Buying a BMX Frame in 2020

Author: Tim   Date Posted:28 January 2020 


Frame Buyers Guide. 

Top Tube Length

As the name suggests, the top tube length relates to exactly that. Bmx frames range all the way from 12” bikes through to 24” BMX bikes so the length of this tube can change a lot. 

Top tube length is relevant to wheel size which helps when choosing a bike for yourself. However, there is much more to it than just choosing the correct top tube length. Too long the bike could feel harder to manual, too short and the bike will be too small for the rider. Most BMX frames come in 20”-21” with some slightly more or less. To put it simply, you need to fit the bike to the rider.  

 

Headtube Angle

Next up is something that you might not have considered yet, but is equally as important. The head tube angle refers to the angle in which the head tube rests. (90 degrees being vertical)  Most BMX frames range between 74-76 degrees headtube angle. The higher the number the steeper the front end will feel, similar to fork offset, the steeper the more responsive it becomes. The more mellow the angle, the less responsive and more stable at higher speeds it will become. It’s important when building your bike that you choose angles that fit with other parts of your bike.  

Chain Stay Length 

Chainstay length is the distance from the center of the bottom bracket to the center of the rear axle. This length is important to consider when choosing a frame because it changes the way your bike will react in different situations. The standard chainstay length on BMX bikes is between 12.8-14 inches. In 2020 popular street and park frames are leaning towards a short more “snappy” back end. The shorter the back end the closer the bike is together allowing the rider to spin, hop and manual easier. Longer back ends aim to give more clearance for the rider missing their back peg, however, the longer the chainstay length the more resistance the rider will feel when trying to manual. Basically, if you want to have a more responsive frame the shorter the geometry the more responsive it will be, but this can impede if the frame is too small for the rider.      

Under is a list of the approximate frame size for height.  

Height 

Bike Size

Under 100cm 

12” or balance bike 

99cm-122cm

12”-16”

122cm-137cm

16”-18”

137cm-147cm

18”-20”

142cm-177cm

19.5”-20.4”

162cm-178cm

20.25”21”

172cm-180cm

20.5-21.5”

180cm+

21”-22” 


 

Standover/ Seat Tube Angle  

The final piece of the puzzle is the stand over and seat tube angle. The stand over refers to the height of the tube that holds the seat pole. This height determines the height of the top tube and therefore can have implications on certain tricks given the height of the top tube. Some frames over the years have had very low standover (6.5”), where most bikes have a more standard standover height ranging between 8.5 and 9.5 inches. Stand over is more of a personal preference as the height of the tube doesn’t impact the feel of the bike. Where taller standover can be viewed as easier to pinch the seat for barspins and shorter can be seen as an advantage for doing tailwhips these heights have minimal impact on the feel of the bike.

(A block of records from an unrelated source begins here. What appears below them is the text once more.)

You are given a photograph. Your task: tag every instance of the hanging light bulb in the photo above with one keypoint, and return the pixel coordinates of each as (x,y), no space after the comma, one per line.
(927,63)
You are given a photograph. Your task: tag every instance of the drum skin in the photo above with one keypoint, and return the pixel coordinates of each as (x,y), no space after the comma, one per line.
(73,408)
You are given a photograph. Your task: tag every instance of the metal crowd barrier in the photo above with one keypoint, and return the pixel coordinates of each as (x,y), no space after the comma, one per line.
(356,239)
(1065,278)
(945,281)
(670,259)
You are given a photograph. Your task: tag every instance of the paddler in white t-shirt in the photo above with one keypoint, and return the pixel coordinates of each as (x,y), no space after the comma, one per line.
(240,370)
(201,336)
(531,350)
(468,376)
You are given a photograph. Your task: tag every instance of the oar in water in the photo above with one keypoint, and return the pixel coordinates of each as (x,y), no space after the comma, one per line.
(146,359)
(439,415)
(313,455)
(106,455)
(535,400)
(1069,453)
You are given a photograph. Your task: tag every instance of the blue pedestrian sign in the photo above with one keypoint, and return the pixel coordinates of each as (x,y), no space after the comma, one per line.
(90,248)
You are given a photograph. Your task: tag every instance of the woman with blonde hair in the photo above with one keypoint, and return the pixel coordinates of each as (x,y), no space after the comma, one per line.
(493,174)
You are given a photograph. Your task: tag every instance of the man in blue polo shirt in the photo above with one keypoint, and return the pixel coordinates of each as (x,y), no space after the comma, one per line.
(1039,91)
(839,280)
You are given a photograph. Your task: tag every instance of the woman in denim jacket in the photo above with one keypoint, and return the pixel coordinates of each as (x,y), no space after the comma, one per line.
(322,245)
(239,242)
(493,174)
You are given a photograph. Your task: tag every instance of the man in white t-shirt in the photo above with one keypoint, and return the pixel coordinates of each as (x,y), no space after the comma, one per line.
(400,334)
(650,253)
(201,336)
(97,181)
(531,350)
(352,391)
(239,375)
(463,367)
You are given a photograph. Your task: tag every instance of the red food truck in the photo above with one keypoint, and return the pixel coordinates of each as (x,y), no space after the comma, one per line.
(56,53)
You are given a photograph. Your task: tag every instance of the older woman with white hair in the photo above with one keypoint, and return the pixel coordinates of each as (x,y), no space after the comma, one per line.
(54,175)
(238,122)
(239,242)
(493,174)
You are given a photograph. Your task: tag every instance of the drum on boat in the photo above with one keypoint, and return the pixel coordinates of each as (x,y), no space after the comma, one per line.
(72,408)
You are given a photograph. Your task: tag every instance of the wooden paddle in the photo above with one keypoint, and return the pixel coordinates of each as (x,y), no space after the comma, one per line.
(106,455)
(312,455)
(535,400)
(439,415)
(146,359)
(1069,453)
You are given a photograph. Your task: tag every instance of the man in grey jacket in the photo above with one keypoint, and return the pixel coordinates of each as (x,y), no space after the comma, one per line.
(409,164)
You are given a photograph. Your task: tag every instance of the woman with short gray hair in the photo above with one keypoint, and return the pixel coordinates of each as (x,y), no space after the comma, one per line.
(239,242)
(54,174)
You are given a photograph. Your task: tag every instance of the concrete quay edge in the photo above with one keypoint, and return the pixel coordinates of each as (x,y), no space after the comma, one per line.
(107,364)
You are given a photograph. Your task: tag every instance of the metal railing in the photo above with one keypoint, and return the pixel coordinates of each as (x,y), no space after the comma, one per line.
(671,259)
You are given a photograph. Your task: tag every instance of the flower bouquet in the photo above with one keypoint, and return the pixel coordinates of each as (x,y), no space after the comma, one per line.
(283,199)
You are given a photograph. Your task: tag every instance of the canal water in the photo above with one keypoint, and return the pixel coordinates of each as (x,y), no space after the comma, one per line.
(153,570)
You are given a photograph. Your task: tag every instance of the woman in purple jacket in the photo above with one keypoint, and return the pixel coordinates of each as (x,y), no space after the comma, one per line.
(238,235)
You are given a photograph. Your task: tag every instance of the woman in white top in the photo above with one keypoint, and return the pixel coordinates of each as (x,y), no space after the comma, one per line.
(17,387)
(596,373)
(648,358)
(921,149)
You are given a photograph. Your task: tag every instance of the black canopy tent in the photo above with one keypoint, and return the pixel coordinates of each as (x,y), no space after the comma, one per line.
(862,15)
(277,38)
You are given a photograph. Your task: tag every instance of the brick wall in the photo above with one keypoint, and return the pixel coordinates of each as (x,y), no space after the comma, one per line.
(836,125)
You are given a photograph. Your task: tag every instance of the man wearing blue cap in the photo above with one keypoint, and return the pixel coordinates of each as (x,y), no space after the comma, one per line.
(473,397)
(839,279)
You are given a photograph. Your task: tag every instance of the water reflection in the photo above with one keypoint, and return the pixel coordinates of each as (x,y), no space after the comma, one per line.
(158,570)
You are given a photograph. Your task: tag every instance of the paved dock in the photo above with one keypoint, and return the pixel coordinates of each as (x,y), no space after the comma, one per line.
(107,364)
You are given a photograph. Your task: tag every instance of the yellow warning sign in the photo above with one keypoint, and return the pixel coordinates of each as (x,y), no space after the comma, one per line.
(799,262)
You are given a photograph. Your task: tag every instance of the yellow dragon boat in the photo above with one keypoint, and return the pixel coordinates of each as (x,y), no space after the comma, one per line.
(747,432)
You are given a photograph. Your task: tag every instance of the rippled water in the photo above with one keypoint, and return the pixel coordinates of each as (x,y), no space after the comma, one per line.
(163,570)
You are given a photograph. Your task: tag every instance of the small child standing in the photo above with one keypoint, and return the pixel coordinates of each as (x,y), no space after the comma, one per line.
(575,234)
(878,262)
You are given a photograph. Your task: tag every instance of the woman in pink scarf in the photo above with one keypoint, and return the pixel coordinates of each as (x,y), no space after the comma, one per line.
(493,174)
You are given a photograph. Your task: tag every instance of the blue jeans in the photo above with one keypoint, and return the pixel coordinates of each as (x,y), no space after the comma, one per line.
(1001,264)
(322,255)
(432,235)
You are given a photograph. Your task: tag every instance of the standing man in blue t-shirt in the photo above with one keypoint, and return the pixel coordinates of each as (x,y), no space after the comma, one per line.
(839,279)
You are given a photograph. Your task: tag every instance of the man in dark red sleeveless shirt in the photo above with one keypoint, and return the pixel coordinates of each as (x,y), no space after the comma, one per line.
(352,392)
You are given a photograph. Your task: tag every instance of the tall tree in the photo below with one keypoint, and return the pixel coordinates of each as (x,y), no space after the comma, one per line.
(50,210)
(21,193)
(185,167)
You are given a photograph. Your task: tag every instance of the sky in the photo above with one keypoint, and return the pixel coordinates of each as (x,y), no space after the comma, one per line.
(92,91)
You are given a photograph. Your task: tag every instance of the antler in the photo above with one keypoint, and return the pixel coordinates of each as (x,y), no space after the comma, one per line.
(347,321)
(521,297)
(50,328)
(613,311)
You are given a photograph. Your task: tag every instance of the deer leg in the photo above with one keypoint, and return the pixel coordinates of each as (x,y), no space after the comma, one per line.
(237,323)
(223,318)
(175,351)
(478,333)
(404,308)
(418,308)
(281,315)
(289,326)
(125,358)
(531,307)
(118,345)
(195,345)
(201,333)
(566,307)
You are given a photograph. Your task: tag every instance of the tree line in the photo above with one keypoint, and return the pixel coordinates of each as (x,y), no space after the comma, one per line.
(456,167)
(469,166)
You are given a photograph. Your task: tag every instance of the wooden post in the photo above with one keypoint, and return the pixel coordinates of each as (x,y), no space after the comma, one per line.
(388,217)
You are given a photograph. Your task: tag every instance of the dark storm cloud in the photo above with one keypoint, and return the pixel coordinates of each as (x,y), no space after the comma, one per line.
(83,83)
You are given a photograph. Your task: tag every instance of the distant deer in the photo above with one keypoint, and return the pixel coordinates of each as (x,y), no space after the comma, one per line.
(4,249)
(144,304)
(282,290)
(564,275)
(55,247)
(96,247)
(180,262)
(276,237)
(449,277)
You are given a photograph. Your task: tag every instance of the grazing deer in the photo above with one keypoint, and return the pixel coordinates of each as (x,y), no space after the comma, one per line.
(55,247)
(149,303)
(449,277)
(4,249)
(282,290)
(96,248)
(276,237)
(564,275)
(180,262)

The angle of the seat tube does change the feel of the bike. This is why it is important to take note of both the height of the tube with the angle of the tube. Most frames have a common angle of 71 where some lean a little lower with a 69-70 degree seat tube angle.   

 

Materials/ Heat Treating

Most BMX Frames are made from heat-treated 4130 Chromoly, however, the thicknesses, lengths and the machining process are always vastly different, resulting in very different shapes and weights. Like all BMX parts, it’s important to consider the durability of materials when choosing the right frame for you. 4130 Chromoly has become the trusted material for many freestyle BMX parts. What does 4130 Chromoly actually mean though?  4130 Chromoly is an alloy steel that is made up of two parts, combining two or more metallic elements, that allow greater strength. 

With some brands boasting heat treating it’s another aspect to consider. Heat treating refers to the process of how the Frames are made. Heat-treating is applied and the properties in the alloy are changed which can align different parts creating a stronger bond which then makes the material stronger throughout and able to withstand higher tolerances from impacts and stress put on it from riding. Heat-treated frames have had an extra step added to the manufacturing process and subsequently have an added cost, however, the added strength is well worth the extra cost.


 

Pricing

The talking point of every BMX riders bike should be their frame. For that very reason, the frame can also be quite a big expense. Most 20” BMX frames range between $350- $550 with an exception for American made frames that can go up to $800. Similar to forks, frames use a variety of methods during the manufacturing process that can impact on the cost of the frame. American made parts are more expensive and promote a higher quality product.


Choosing a frame is usually where people start when building up their dream bike and makes a huge difference in how their bike will feel. So what does all this mean? It means that it’s important to do your research before making your purchase. Ask your local bike stores, or inquire online, getting your bike set up correctly for you will not only feel better but learning tricks becomes easier.  Hopefully, this guide has given you something to think about before choosing your next set of forks.